Par un mémoire en défense, enregistré le 1er février 2017, le ministre de l'économie et des finances conclut au rejet de la requête.
Il fait valoir que les moyens soulevés par la société appelante ne sont pas fondés.
Par ordonnance du 19 décembre 2017, la clôture d'instruction a été fixée au 12 janvier 2018.

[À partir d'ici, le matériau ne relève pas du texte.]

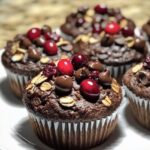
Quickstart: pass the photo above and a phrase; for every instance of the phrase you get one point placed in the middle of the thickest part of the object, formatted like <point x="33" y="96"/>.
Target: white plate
<point x="15" y="129"/>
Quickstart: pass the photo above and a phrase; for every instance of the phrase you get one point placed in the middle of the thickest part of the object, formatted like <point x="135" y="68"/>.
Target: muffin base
<point x="73" y="134"/>
<point x="17" y="82"/>
<point x="140" y="108"/>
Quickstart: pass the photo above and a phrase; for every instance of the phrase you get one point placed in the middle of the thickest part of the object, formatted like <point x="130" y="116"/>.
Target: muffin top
<point x="85" y="20"/>
<point x="73" y="88"/>
<point x="146" y="28"/>
<point x="116" y="44"/>
<point x="28" y="53"/>
<point x="137" y="79"/>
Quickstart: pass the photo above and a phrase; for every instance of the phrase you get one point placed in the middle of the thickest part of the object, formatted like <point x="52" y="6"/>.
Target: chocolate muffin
<point x="115" y="46"/>
<point x="86" y="20"/>
<point x="137" y="86"/>
<point x="28" y="53"/>
<point x="75" y="105"/>
<point x="146" y="29"/>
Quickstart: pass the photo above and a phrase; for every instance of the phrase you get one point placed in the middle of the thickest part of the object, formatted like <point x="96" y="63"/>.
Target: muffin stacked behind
<point x="116" y="47"/>
<point x="86" y="20"/>
<point x="74" y="103"/>
<point x="137" y="85"/>
<point x="28" y="53"/>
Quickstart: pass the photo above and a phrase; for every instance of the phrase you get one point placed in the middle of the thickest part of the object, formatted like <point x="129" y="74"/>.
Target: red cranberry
<point x="50" y="48"/>
<point x="79" y="60"/>
<point x="89" y="88"/>
<point x="94" y="75"/>
<point x="127" y="31"/>
<point x="65" y="67"/>
<point x="34" y="33"/>
<point x="101" y="9"/>
<point x="112" y="28"/>
<point x="96" y="28"/>
<point x="80" y="21"/>
<point x="147" y="62"/>
<point x="50" y="70"/>
<point x="52" y="36"/>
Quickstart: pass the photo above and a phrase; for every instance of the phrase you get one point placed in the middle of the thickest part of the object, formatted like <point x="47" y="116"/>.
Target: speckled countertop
<point x="18" y="15"/>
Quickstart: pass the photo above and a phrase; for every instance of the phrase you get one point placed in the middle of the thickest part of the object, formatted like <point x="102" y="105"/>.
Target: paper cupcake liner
<point x="118" y="71"/>
<point x="17" y="82"/>
<point x="73" y="134"/>
<point x="140" y="108"/>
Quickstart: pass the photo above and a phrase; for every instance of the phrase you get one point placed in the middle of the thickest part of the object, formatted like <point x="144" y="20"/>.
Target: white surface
<point x="128" y="135"/>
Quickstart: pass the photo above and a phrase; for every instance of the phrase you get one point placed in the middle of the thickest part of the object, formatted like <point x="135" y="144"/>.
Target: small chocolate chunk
<point x="46" y="28"/>
<point x="105" y="77"/>
<point x="107" y="40"/>
<point x="36" y="102"/>
<point x="96" y="65"/>
<point x="40" y="41"/>
<point x="67" y="47"/>
<point x="139" y="44"/>
<point x="81" y="74"/>
<point x="34" y="54"/>
<point x="120" y="41"/>
<point x="63" y="83"/>
<point x="143" y="77"/>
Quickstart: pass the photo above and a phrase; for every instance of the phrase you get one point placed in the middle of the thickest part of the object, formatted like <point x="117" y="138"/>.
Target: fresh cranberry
<point x="89" y="88"/>
<point x="94" y="75"/>
<point x="34" y="33"/>
<point x="127" y="31"/>
<point x="50" y="48"/>
<point x="80" y="21"/>
<point x="52" y="36"/>
<point x="96" y="28"/>
<point x="147" y="62"/>
<point x="112" y="28"/>
<point x="101" y="9"/>
<point x="79" y="60"/>
<point x="65" y="67"/>
<point x="50" y="70"/>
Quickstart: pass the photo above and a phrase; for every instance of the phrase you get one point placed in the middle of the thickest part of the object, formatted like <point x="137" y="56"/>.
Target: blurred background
<point x="19" y="15"/>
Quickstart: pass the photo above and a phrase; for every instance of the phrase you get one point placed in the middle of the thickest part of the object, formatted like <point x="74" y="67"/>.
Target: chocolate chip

Vu les autres pièces du dossier ;
Vu :
- le code général des impôts et le livre des procédures fiscales ;
- le code de justice administrative ;
Les parties ayant été régulièrement averties du jour de l'audience ;
Après avoir entendu au cours de l'audience publique :
- le rapport de Mme Anne Menasseyre, présidente assesseure ;
- et les conclusions de M. Jean-Paul Vallecchia, rapporteur public ;
Considérant ce qui suit :
1. A l'issue d'une vérification de comptabilité de la société par actions simplifiée Etablissements Devaux et Fillard, qui a pour objet la réalisation de travaux de menuiserie métallique et de serrurerie, l'ensemble immobilier situé sur le territoire de la commune de Voglans qu'elle utilise pour son exploitation a été qualifié par l'administration fiscale d'établissement industriel au sens et pour l'application des dispositions de l'article 1499 du code général des impôts. Des cotisations supplémentaires de cotisation foncière des entreprises ont été mises à sa charge, respectivement au titre de l'année 2010, 2011, 2012 et 2013 dans les rôles de la commune de Voglans. Par un jugement du 27 juin 2016, le tribunal administratif de Grenoble a rejeté la demande de la société tendant à la décharge de ces impositions.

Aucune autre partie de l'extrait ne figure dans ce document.